【間章】キールの反省会+α
【キールside】
『わ、わかりましたわ。殿下にエスコートをお願いいたします』
そう言ったアンナの手は、ぎゅっと握られ、震えていた。
相当怖かったんだなと、キールは己の行動を反省する。
男達に囲まれ、目の前で自分を選べと迫られ、挙げ句の果てには乱闘一歩手前だった。おそらく、アンナは男に免疫がないのだろう。トニーに抱きしめられていたときの拒否反応からしても、常々キールに対して動揺している様子(本人は隠しているのだろうが)をみても分かる。
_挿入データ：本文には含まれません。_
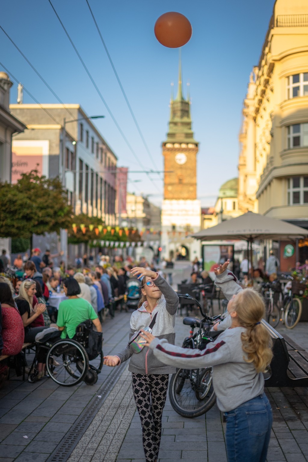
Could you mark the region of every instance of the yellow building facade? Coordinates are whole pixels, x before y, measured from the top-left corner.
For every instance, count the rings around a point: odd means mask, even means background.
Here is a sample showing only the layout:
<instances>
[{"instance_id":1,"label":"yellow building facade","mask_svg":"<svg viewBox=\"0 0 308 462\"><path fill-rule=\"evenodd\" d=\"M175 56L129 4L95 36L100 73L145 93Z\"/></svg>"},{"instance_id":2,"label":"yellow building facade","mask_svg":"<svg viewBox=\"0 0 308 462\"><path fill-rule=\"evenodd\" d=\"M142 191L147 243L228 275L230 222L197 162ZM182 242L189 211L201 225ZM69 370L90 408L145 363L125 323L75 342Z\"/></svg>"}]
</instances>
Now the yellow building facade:
<instances>
[{"instance_id":1,"label":"yellow building facade","mask_svg":"<svg viewBox=\"0 0 308 462\"><path fill-rule=\"evenodd\" d=\"M239 209L308 229L307 0L276 0L239 138Z\"/></svg>"}]
</instances>

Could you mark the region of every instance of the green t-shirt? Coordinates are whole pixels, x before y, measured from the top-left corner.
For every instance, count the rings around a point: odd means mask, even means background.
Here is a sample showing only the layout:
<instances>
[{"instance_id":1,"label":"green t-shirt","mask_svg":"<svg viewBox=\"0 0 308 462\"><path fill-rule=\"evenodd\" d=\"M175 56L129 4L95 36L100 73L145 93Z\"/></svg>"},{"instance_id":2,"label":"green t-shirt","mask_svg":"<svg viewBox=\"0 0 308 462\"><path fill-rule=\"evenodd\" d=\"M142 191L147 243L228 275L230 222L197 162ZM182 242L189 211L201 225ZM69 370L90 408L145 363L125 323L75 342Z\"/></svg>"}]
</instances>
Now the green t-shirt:
<instances>
[{"instance_id":1,"label":"green t-shirt","mask_svg":"<svg viewBox=\"0 0 308 462\"><path fill-rule=\"evenodd\" d=\"M87 319L96 319L97 315L92 305L84 298L69 298L61 302L58 312L57 325L64 327L61 339L72 339L76 328Z\"/></svg>"}]
</instances>

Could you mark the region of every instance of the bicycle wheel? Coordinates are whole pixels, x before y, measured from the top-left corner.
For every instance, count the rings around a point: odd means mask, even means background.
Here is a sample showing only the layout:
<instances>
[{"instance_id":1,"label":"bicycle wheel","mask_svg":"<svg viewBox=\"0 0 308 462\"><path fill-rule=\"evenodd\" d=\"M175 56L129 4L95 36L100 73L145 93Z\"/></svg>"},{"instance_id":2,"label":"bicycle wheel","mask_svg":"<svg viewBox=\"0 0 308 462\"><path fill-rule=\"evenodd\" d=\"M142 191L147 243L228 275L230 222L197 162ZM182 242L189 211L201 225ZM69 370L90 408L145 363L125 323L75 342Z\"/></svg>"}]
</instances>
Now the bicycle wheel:
<instances>
[{"instance_id":1,"label":"bicycle wheel","mask_svg":"<svg viewBox=\"0 0 308 462\"><path fill-rule=\"evenodd\" d=\"M56 358L56 365L51 356ZM88 355L83 346L75 340L59 340L47 353L46 368L49 376L56 383L64 387L72 387L81 382L87 373Z\"/></svg>"},{"instance_id":2,"label":"bicycle wheel","mask_svg":"<svg viewBox=\"0 0 308 462\"><path fill-rule=\"evenodd\" d=\"M276 327L280 320L280 312L275 302L273 302L272 310L271 300L268 301L266 307L266 321L272 327Z\"/></svg>"},{"instance_id":3,"label":"bicycle wheel","mask_svg":"<svg viewBox=\"0 0 308 462\"><path fill-rule=\"evenodd\" d=\"M216 402L216 395L214 391L212 383L211 367L206 367L201 370L199 383L196 389L196 396L199 401L207 400L205 413L207 412Z\"/></svg>"},{"instance_id":4,"label":"bicycle wheel","mask_svg":"<svg viewBox=\"0 0 308 462\"><path fill-rule=\"evenodd\" d=\"M299 298L292 298L285 309L284 324L288 329L293 329L301 319L302 302Z\"/></svg>"},{"instance_id":5,"label":"bicycle wheel","mask_svg":"<svg viewBox=\"0 0 308 462\"><path fill-rule=\"evenodd\" d=\"M207 382L205 370L178 369L172 374L169 386L169 399L172 407L180 415L189 419L197 417L205 413L215 402L212 403L210 399L212 400L212 393L205 392ZM179 392L177 392L178 390ZM196 396L196 390L199 393L199 399Z\"/></svg>"}]
</instances>

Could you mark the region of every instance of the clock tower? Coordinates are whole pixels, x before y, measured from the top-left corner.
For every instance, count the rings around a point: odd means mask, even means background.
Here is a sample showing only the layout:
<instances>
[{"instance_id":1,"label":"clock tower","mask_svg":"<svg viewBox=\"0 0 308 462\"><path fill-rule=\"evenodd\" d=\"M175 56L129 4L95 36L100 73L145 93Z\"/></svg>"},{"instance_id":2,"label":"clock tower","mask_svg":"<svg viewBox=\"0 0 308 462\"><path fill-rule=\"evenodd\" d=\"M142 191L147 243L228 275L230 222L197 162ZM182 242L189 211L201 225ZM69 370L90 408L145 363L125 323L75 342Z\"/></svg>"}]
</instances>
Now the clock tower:
<instances>
[{"instance_id":1,"label":"clock tower","mask_svg":"<svg viewBox=\"0 0 308 462\"><path fill-rule=\"evenodd\" d=\"M181 68L180 54L178 92L171 99L169 130L163 143L162 253L166 258L177 255L191 260L200 257L199 242L187 237L201 227L201 204L197 199L198 143L192 129L189 95L187 99L183 95Z\"/></svg>"}]
</instances>

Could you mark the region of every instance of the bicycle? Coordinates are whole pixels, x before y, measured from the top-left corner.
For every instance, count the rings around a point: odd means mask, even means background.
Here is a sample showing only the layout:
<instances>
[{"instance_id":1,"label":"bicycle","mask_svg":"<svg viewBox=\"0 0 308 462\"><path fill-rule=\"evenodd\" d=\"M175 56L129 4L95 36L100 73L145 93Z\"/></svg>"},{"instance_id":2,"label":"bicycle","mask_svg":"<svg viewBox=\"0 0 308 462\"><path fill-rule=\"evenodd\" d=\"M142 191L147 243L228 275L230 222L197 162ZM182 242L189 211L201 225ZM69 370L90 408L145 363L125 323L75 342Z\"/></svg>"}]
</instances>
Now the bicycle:
<instances>
[{"instance_id":1,"label":"bicycle","mask_svg":"<svg viewBox=\"0 0 308 462\"><path fill-rule=\"evenodd\" d=\"M287 329L293 329L301 319L302 311L301 300L294 296L302 295L305 292L306 280L296 281L290 276L288 278L291 280L291 285L289 293L284 297L282 309L284 311L285 327Z\"/></svg>"},{"instance_id":2,"label":"bicycle","mask_svg":"<svg viewBox=\"0 0 308 462\"><path fill-rule=\"evenodd\" d=\"M281 293L280 283L279 286L277 283L263 283L262 284L261 293L265 304L266 320L272 327L276 327L280 320L280 310L277 303L278 299L277 296L275 297L275 294Z\"/></svg>"},{"instance_id":3,"label":"bicycle","mask_svg":"<svg viewBox=\"0 0 308 462\"><path fill-rule=\"evenodd\" d=\"M220 316L209 317L202 310L200 303L188 294L178 294L179 297L193 300L197 304L202 316L202 319L187 317L183 323L190 326L189 337L183 342L182 347L204 349L206 345L213 341L208 334L211 326ZM197 332L194 329L198 327ZM218 334L214 334L217 336ZM169 399L176 412L184 417L193 418L202 415L214 406L216 396L212 383L212 368L199 369L178 369L171 376L169 387Z\"/></svg>"}]
</instances>

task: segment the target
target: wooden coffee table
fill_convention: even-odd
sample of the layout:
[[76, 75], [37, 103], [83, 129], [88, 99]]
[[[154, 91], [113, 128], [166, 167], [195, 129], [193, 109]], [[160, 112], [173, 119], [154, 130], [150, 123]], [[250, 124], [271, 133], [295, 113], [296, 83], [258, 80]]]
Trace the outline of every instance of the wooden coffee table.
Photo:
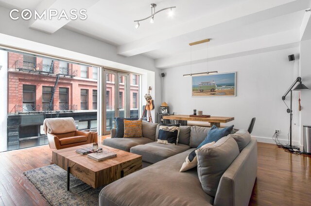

王子という自分に遠慮して、他の男子生徒がアンナに声をかけてないと知り、急がなくても取られることはないのだとキールは安堵していた。でも逆に、そのせいでいつでも良いということになり、いつ誘おうかタイミングを逃し続けていたのだ。
だが、それじゃいけないと、気力を奮い立たせて二年のクラスに行くと……
『そうだ、今年はナターリアをわたくしがエスコートするのはどうかしら?』
と、楽しげに言い放つアンナが居た。
冗談じゃない、と思った。冷静に考えれば、きっと冗談だったのだろう。アンナだって、本気でナターリア先輩をエスコートしようとは思ってはいなかったはず……だと思いたいけど、アンナって常識が通じないところがあったりするから、言い切れないというかなんというか……。
だから、ヤバいと思って、焦って言ってしまったのだ。
本当は、あんなに人の多いところで誘うつもりなんて無かった。いつもの図書準備室で誘うつもりだった。けれど、きっかけが欲しくて、「今日は話がある」ってことを事前に言っておけば、誘えると思ったのだ。
でも、焦りのあまりその場で誘ったら、喧嘩沙汰の一歩手前の状況になってしまった。
すべては、自分のせいだとキールは落ち込む。
「でも、エスコートが出来る」
復活の呪文のように、キールはつぶやく。
そうだ、反省すべきところはして、今後に生かせば良いのだ。アンナのエスコートの権利は勝ち取れたのだから。
気分を上げながら、キールは通いなれた図書準備室への廊下を駆ける。
そして、その後ろ姿を死角から見送る人物が一人…………キールの姿が見えなくなると、彼もその場を去って行った。
***
【???side】
「探したんですよ! どこに居たんですか」
脂汗を滲ませた中年男性が、とある生徒に駆け寄る。
「どこって、あいつに挨拶でもしとこうかと思っただけだよ」
生徒の方は、ハエでも払うように手をふった。
「ま、まさか会われたんですか?」
「いや、姿を見ただけ。なんかすげえ落ち込んでそうだから、からかってやろうかと思ったんだけど、急にニヤニヤして走り出したから、キモくて止めた」
「な、なるほど。とにかく、大事にならずにすんで良かったです」
中年男性は、心底ほっとしたとばかりに椅子に座り込んでしまった。
「お前さ、俺が座ってもないのに座るとか、何考えてんだよ」
そういうが早いか、中年男性の座った椅子の足を思い切り蹴り上げた。バランスを崩した男性は見事にすっ転んでしまう。
「も、申し訳ございませんでした」
酷いことをされたというのに、男性は生徒に向かって床に手をつき頭を下げた。いわゆる土下座だ。
「分かれば良いんだよ。じゃあさっさと案内しろよ。もちろん、あいつより良い部屋なんだろうな」
「当然でございます。そもそもあの方は、通常の部屋を使っておりますので」
「通常の部屋? ちっ、真面目気取りやがって。そういうところとか、マジ嫌いだわ」
生徒が舌打ちをすると、中年男性はびくっと肩をすくませる。
「いちいちビクついてんじゃねえよ、うぜえな」
「はい、申し訳ございません!」
中年男性の謝罪を響かせながら、二人は男子寮に向かって歩き始めた。